Parameter Estimates ──────────────────────────────────────────────────────────────────────────────────────────────────────────────────── Dep Pred Estimate SE Lower Upper β z p ──────────────────────────────────────────────────────────────────────────────────────────────────────────────────── read motiv 0.4760551 0.03685137 0.4038277 0.5482824 0.4818294 12.918245 < .0000001 read ppsych -0.2157797 0.02960409 -0.2738027 -0.1577568 -0.2183970 -7.288849 < .0000001 arith motiv 0.6000000 0.03577709 0.5298782 0.6701218 0.6000000 16.770508 < .0000001 ────────────────────────────────────────────────────────────────────────────────────────────────────────────────────
In UCLA page, there is an interesting discussion about the residuals variances of this model, compared with a model with endogenous covariances set to zero. The discussion is useful to understand the difference in the results of a multivariate path analysis model (more than one dependent variable) as compared with a series of univariate models.
We can reason on this issue from the angle of the variance explained, thus the \(R^2\)’s.

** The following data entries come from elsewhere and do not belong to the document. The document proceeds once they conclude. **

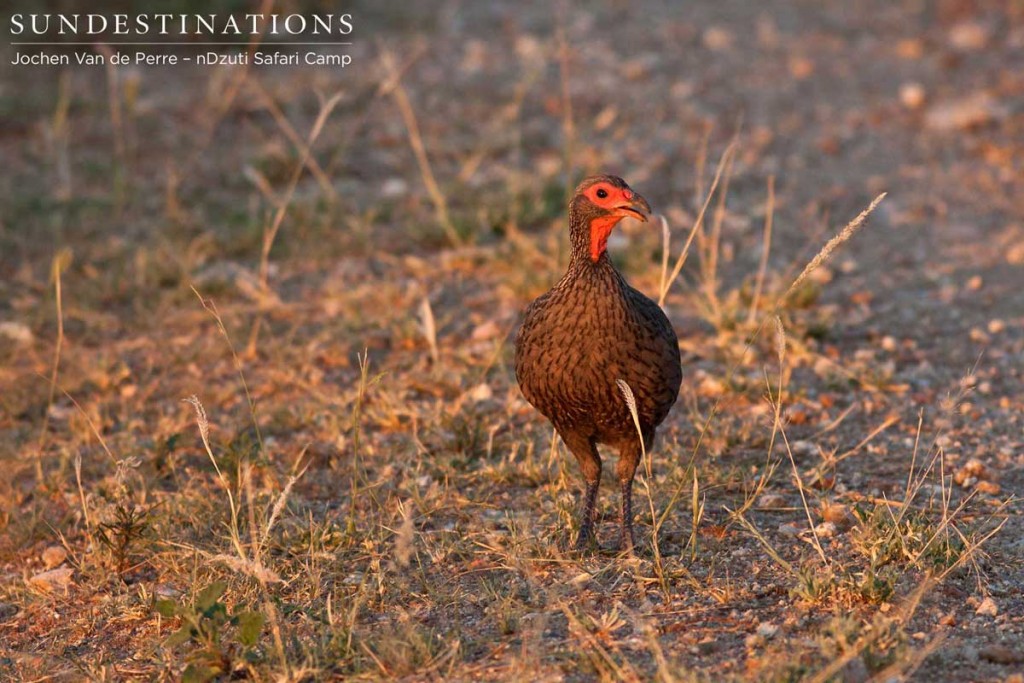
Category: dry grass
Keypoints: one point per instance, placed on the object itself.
(352, 486)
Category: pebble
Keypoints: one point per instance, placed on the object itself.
(969, 36)
(1001, 654)
(16, 332)
(53, 556)
(825, 529)
(790, 529)
(718, 39)
(911, 95)
(974, 110)
(49, 581)
(804, 449)
(771, 501)
(480, 392)
(987, 607)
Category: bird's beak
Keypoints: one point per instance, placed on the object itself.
(635, 208)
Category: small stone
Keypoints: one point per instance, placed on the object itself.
(581, 579)
(771, 501)
(393, 187)
(16, 332)
(972, 471)
(7, 610)
(825, 530)
(978, 335)
(804, 449)
(969, 36)
(855, 672)
(1001, 654)
(53, 556)
(837, 513)
(49, 581)
(718, 39)
(969, 112)
(166, 591)
(987, 607)
(480, 392)
(487, 330)
(988, 487)
(788, 529)
(911, 95)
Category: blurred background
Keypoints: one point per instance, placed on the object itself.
(370, 236)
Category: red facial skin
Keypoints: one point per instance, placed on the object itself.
(619, 202)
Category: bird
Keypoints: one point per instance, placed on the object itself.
(592, 331)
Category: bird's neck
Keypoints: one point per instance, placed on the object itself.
(589, 237)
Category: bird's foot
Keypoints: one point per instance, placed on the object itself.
(627, 544)
(587, 539)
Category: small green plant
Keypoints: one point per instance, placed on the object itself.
(130, 523)
(222, 642)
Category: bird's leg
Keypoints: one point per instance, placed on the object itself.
(589, 515)
(629, 458)
(628, 540)
(585, 451)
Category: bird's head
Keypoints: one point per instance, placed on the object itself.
(598, 204)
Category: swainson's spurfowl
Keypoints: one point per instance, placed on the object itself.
(591, 330)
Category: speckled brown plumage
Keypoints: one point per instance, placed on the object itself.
(589, 331)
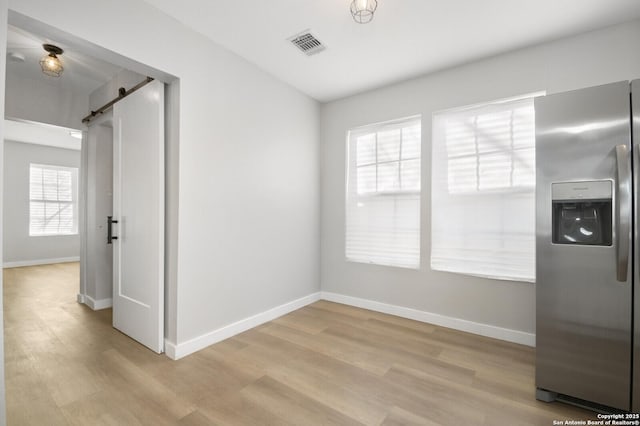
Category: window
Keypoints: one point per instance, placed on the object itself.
(483, 191)
(53, 195)
(383, 194)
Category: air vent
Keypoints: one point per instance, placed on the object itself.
(307, 43)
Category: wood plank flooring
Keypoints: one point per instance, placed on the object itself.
(325, 364)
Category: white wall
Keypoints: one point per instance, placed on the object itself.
(45, 102)
(19, 248)
(248, 217)
(586, 60)
(3, 56)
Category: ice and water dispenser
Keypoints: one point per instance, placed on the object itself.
(582, 213)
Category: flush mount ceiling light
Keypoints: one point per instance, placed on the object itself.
(363, 10)
(50, 63)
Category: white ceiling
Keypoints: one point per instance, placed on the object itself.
(406, 38)
(40, 134)
(81, 72)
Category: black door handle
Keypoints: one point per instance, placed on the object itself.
(110, 236)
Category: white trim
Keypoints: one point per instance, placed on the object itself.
(20, 263)
(170, 349)
(487, 330)
(96, 305)
(180, 350)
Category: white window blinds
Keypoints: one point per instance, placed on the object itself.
(383, 194)
(483, 191)
(53, 195)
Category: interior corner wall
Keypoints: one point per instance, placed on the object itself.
(248, 213)
(19, 248)
(3, 56)
(44, 102)
(594, 58)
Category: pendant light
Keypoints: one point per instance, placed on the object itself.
(50, 63)
(363, 10)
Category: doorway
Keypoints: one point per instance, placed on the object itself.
(60, 106)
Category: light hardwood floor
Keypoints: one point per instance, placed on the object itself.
(323, 364)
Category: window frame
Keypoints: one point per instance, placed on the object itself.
(397, 194)
(75, 171)
(479, 194)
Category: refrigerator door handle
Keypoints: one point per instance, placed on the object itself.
(623, 206)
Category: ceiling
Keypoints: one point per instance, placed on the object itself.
(81, 72)
(40, 134)
(406, 38)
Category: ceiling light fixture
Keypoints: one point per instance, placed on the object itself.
(363, 10)
(50, 63)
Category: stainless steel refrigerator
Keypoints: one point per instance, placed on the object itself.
(587, 248)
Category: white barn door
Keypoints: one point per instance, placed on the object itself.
(138, 215)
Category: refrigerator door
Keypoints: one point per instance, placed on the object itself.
(583, 273)
(635, 109)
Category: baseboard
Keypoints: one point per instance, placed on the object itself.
(96, 305)
(35, 262)
(170, 349)
(180, 350)
(487, 330)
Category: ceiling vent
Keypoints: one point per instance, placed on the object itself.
(307, 43)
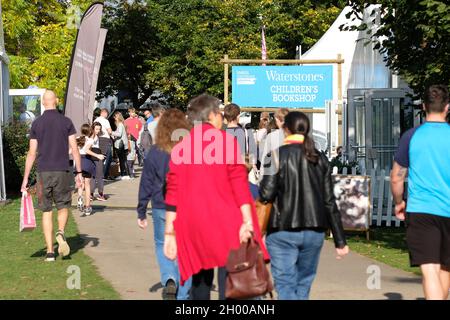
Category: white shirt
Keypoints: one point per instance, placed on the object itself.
(88, 142)
(105, 126)
(152, 128)
(27, 117)
(95, 143)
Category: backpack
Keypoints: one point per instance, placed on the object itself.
(146, 139)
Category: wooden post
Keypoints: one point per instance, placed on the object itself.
(340, 98)
(225, 80)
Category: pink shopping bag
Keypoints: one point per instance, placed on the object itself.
(27, 217)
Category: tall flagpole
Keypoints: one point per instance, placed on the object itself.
(263, 40)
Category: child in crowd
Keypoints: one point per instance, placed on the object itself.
(131, 157)
(98, 181)
(85, 143)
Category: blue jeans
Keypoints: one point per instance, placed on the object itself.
(167, 268)
(294, 260)
(108, 160)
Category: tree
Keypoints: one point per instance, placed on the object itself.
(414, 36)
(39, 41)
(131, 41)
(195, 34)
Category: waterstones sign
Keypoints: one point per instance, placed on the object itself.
(306, 87)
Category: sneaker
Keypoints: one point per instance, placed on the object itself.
(101, 197)
(80, 203)
(50, 257)
(87, 211)
(170, 290)
(63, 246)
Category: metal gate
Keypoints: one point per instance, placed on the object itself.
(375, 120)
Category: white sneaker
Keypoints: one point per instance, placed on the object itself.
(80, 203)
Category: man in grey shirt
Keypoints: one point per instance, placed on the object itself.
(51, 137)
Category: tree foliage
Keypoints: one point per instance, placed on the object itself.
(39, 37)
(176, 45)
(414, 36)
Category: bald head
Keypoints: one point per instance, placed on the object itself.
(49, 100)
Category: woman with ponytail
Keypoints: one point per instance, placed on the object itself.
(304, 207)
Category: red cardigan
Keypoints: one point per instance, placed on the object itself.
(206, 186)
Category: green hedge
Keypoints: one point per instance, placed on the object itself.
(15, 148)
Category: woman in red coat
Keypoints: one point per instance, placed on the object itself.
(208, 200)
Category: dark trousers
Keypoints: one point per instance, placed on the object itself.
(98, 181)
(122, 155)
(202, 284)
(105, 146)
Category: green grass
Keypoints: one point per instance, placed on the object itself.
(387, 245)
(25, 275)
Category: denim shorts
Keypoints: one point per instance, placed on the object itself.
(54, 186)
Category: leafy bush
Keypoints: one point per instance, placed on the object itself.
(15, 148)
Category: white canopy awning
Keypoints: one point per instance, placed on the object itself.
(363, 66)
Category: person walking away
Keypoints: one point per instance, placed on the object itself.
(153, 178)
(273, 141)
(209, 207)
(134, 126)
(262, 128)
(423, 156)
(157, 112)
(245, 138)
(85, 143)
(105, 141)
(27, 117)
(98, 181)
(121, 145)
(304, 208)
(131, 157)
(148, 116)
(52, 135)
(145, 141)
(139, 150)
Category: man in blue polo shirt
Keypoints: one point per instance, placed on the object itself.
(424, 156)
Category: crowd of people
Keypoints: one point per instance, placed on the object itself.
(203, 171)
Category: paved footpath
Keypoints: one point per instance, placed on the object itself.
(125, 256)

Model 3 \(R^2\) are the following:
R-squared ─────────────────────────────────────────────────── Variable R² Lower Upper ─────────────────────────────────────────────────── read 0.3324719 0.2651740 0.3998317 arith 0.3600000 0.2924226 0.4268227 ───────────────────────────────────────────────────
We can wonder what would be the \(R^2\)’s one obtains if one runs two independent multiple regressions, one for each dependent variables. Employing jamovi regression, we obtain:
Dependent=read
Dependent=arith
For arith
the \(R^2\)
is the same found with PATHj, but for
read
it is different. The reason is that the two
regressions do not consider the correlation between read
and arith
, that cannot be included in the model and help to
explain variance. The path analysis model, instead, considers that
variance and incorporates it in the variance explained.

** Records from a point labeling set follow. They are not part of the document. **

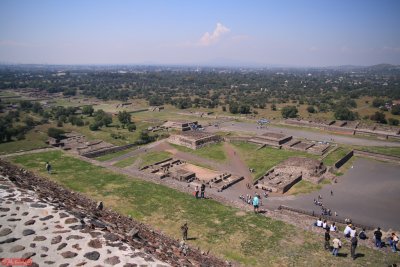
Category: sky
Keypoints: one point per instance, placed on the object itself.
(201, 32)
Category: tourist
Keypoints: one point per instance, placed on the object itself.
(255, 203)
(324, 225)
(347, 231)
(362, 235)
(333, 228)
(184, 229)
(337, 244)
(378, 238)
(48, 167)
(354, 243)
(393, 242)
(319, 222)
(202, 189)
(353, 232)
(327, 238)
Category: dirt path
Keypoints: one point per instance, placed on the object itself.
(139, 150)
(235, 163)
(39, 150)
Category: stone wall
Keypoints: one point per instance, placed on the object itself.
(146, 239)
(107, 151)
(343, 160)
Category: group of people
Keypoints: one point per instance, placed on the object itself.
(393, 239)
(350, 232)
(201, 191)
(48, 167)
(324, 211)
(255, 201)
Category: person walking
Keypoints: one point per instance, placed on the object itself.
(48, 167)
(393, 242)
(337, 244)
(354, 242)
(255, 203)
(327, 238)
(202, 189)
(378, 238)
(184, 230)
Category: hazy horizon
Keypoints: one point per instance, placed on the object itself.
(205, 33)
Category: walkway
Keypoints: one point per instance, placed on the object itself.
(312, 134)
(368, 193)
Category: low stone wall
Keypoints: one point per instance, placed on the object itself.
(150, 241)
(237, 139)
(377, 156)
(343, 160)
(107, 151)
(328, 218)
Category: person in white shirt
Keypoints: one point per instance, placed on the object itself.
(347, 230)
(337, 244)
(353, 232)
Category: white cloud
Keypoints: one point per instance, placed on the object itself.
(209, 39)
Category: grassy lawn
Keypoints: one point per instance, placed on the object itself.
(145, 159)
(265, 158)
(252, 240)
(34, 139)
(334, 156)
(213, 152)
(114, 155)
(391, 151)
(105, 132)
(304, 187)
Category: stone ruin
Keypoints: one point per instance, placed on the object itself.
(223, 181)
(288, 142)
(44, 224)
(194, 139)
(283, 176)
(272, 139)
(78, 143)
(184, 172)
(181, 125)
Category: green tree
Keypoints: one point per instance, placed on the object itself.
(396, 109)
(88, 110)
(94, 126)
(55, 133)
(289, 112)
(311, 109)
(343, 113)
(124, 118)
(393, 121)
(378, 102)
(102, 118)
(379, 117)
(131, 127)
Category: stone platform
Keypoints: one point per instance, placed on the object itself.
(43, 234)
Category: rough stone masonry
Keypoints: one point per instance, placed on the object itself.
(44, 223)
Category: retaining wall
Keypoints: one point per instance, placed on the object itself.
(107, 151)
(328, 218)
(343, 160)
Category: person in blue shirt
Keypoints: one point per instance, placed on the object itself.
(255, 203)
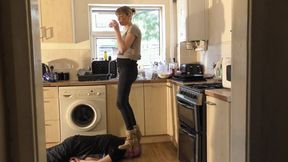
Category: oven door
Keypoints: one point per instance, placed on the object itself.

If we want to obtain with the path analysis the exact results
obtained with two regressions, we should set the correlation between
read
and arith
to zero, so the model would not
include it in the variance explained. We can do that by setting the
corresponding label (p6
) to zero in the Custom Model Settings with the directive
p6==0
.
R-squared ─────────────────────────────────────────────────── Variable R² Lower Upper ─────────────────────────────────────────────────── read 0.3516267 0.2840957 0.4186440 arith 0.3600000 0.2924227 0.4268228 ───────────────────────────────────────────────────
Results are now identical to the individual regressions. In other words, the advantage of a multivariate model over a series of individual univariate models is that the endogenous variables correlations are taken into the account in the former, and ignored in the latter. incidentally, a multivariate model with orthogonal (not correlated) dependent variables does not have any advantage over a series of univariate models.